Diketahui, penetapan tarif listrik Triwulan III 2026 mengacu pada realisasi parameter ekonomi makro periode Februari hingga April 2026, yakni nilai tukar rupiah sebesar Rp 16.959,32 per dolar Amerika Serikat, Indonesian Crude Price (ICP) sebesar 96,12 dolar AS per barel, inflasi sebesar 0,21 persen, serta Harga Batubara Acuan (HBA) sebesar 70 dolar AS per ton sesuai kebijakan Domestic Market Obligation (DMO) batu bara.

Sesuai mekanisme tariff adjustment, akumulasi perubahan berbagai parameter ekonomi tersebut sebenarnya mengarah pada kenaikan tarif listrik. 

BACA JUGA:Kemenperin Minta Kepastian Insentif Kendaraan Listrik Perlu Dipercepat

Namun, pemerintah memutuskan untuk tidak memberlakukan penyesuaian tarif demi menjaga stabilitas ekonomi dan memberikan kepastian bagi masyarakat maupun pelaku usaha.

Kebijakan ini juga sejalan dengan Peraturan Menteri ESDM Nomor 7 Tahun 2024 tentang Tarif Tenaga Listrik yang Disediakan oleh PT PLN (Persero).
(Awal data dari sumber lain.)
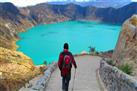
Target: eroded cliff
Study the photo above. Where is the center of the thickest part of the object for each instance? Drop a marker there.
(126, 49)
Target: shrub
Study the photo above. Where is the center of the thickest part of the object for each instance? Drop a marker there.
(111, 62)
(127, 68)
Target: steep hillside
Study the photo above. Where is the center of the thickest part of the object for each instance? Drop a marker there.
(126, 49)
(11, 23)
(48, 13)
(15, 70)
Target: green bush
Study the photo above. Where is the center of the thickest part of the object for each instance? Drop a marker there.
(127, 68)
(111, 62)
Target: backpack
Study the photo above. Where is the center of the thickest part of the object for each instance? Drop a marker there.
(67, 63)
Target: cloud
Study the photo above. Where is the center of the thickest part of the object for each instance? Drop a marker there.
(134, 0)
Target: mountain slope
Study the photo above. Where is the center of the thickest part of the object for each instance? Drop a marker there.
(46, 13)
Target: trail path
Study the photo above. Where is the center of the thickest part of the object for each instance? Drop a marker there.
(86, 78)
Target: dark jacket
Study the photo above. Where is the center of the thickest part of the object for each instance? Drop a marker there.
(65, 71)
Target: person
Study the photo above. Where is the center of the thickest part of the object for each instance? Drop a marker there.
(65, 62)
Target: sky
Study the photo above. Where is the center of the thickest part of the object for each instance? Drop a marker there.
(22, 3)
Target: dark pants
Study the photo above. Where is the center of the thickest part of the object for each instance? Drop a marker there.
(65, 82)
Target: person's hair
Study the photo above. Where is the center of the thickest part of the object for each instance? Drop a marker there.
(66, 46)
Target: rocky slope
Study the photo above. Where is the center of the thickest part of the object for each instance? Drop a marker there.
(15, 68)
(126, 49)
(48, 13)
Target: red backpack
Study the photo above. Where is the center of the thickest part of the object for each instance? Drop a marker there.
(67, 61)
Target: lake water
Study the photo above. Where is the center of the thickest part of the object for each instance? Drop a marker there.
(45, 42)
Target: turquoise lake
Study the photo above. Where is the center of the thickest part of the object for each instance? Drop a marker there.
(45, 42)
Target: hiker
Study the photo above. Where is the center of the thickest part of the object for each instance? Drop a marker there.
(65, 62)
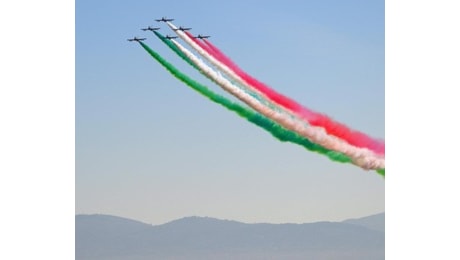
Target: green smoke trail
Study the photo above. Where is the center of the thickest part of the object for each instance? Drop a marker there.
(276, 130)
(176, 50)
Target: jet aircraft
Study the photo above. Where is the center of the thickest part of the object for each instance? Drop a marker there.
(136, 39)
(150, 29)
(202, 36)
(182, 28)
(164, 19)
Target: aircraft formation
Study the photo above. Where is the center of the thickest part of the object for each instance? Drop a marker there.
(286, 119)
(164, 19)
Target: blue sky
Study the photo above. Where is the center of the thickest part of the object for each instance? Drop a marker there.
(149, 148)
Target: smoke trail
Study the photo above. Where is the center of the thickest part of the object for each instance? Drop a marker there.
(360, 157)
(334, 128)
(182, 55)
(277, 131)
(326, 123)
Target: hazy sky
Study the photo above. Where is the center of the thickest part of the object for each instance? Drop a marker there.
(151, 149)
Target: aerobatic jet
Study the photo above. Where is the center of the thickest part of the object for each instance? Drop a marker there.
(164, 19)
(150, 29)
(182, 28)
(136, 39)
(202, 36)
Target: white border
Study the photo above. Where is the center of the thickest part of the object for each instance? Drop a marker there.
(421, 100)
(37, 133)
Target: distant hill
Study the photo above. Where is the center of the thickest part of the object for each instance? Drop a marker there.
(375, 222)
(111, 237)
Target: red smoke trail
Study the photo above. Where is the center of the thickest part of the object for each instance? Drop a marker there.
(203, 46)
(353, 137)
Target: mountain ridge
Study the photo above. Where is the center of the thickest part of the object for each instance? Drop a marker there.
(100, 236)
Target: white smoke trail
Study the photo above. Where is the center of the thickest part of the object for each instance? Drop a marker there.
(361, 157)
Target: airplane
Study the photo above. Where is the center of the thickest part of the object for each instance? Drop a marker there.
(201, 36)
(164, 19)
(182, 28)
(136, 39)
(150, 29)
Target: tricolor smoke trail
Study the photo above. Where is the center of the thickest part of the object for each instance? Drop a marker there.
(277, 131)
(316, 119)
(360, 157)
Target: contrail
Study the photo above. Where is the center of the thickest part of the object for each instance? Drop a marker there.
(332, 127)
(276, 130)
(361, 157)
(182, 55)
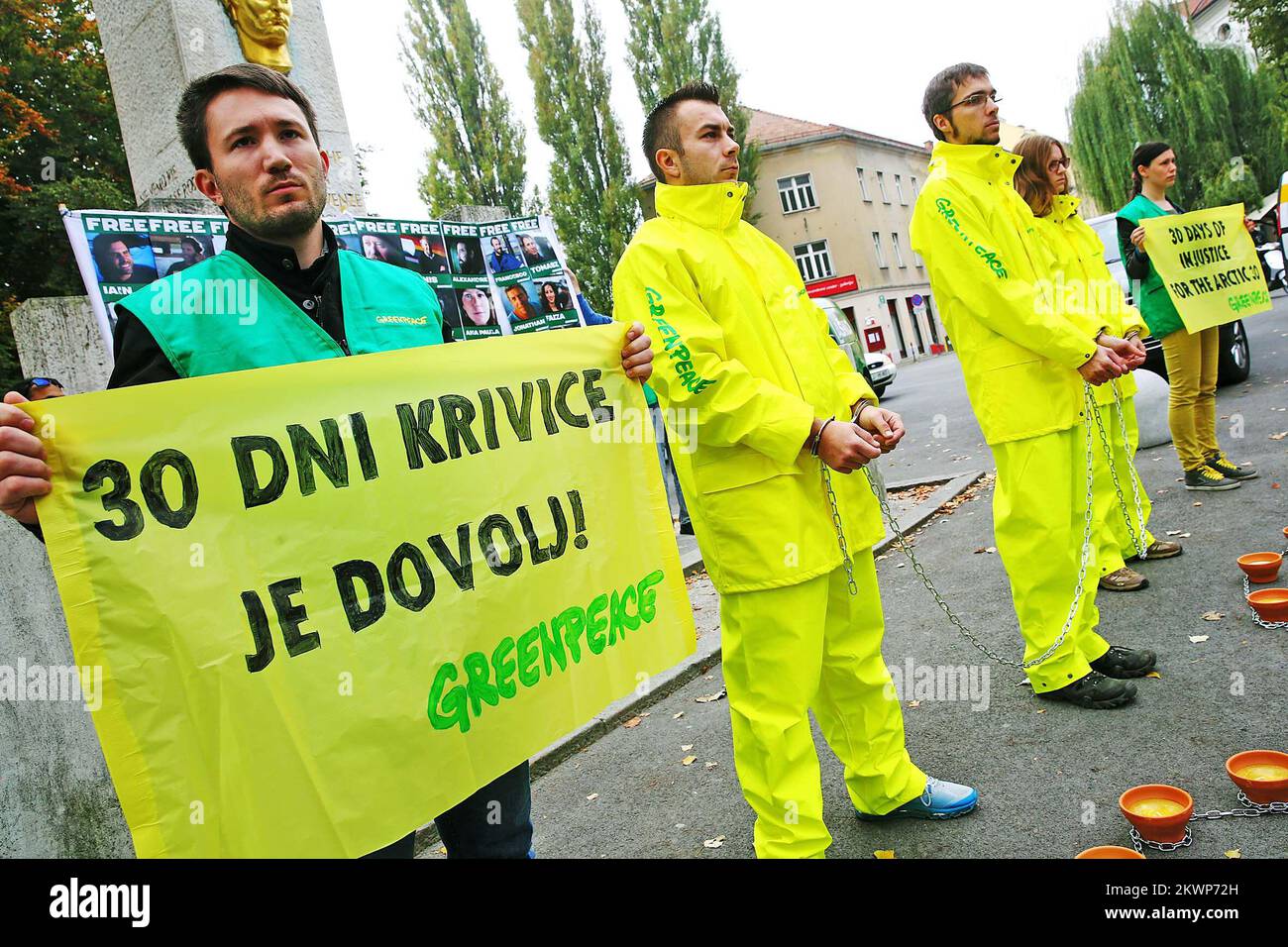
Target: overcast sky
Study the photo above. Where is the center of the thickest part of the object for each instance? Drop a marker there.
(862, 64)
Dalam aturan tersebut, penyesuaian tarif bagi pelanggan nonsubsidi dilakukan setiap tiga bulan berdasarkan perubahan realisasi parameter ekonomi makro, meliputi kurs, ICP, inflasi, dan HBA.

Tarif Listrik Bersubsidi Tetap

Selain mempertahankan tarif bagi pelanggan nonsubsidi, pemerintah juga memastikan tarif listrik untuk 24 golongan pelanggan bersubsidi tidak mengalami perubahan. Subsidi listrik tetap diberikan kepada kelompok masyarakat yang berhak menerimanya.

Golongan pelanggan bersubsidi tersebut meliputi pelanggan sosial, rumah tangga miskin, bisnis kecil, industri kecil, serta pelanggan yang menggunakan listrik untuk kegiatan usaha mikro, kecil, dan menengah (UMKM). 

Langkah ini diharapkan dapat menjaga daya beli masyarakat sekaligus mendukung keberlangsungan aktivitas ekonomi sektor-sektor produktif.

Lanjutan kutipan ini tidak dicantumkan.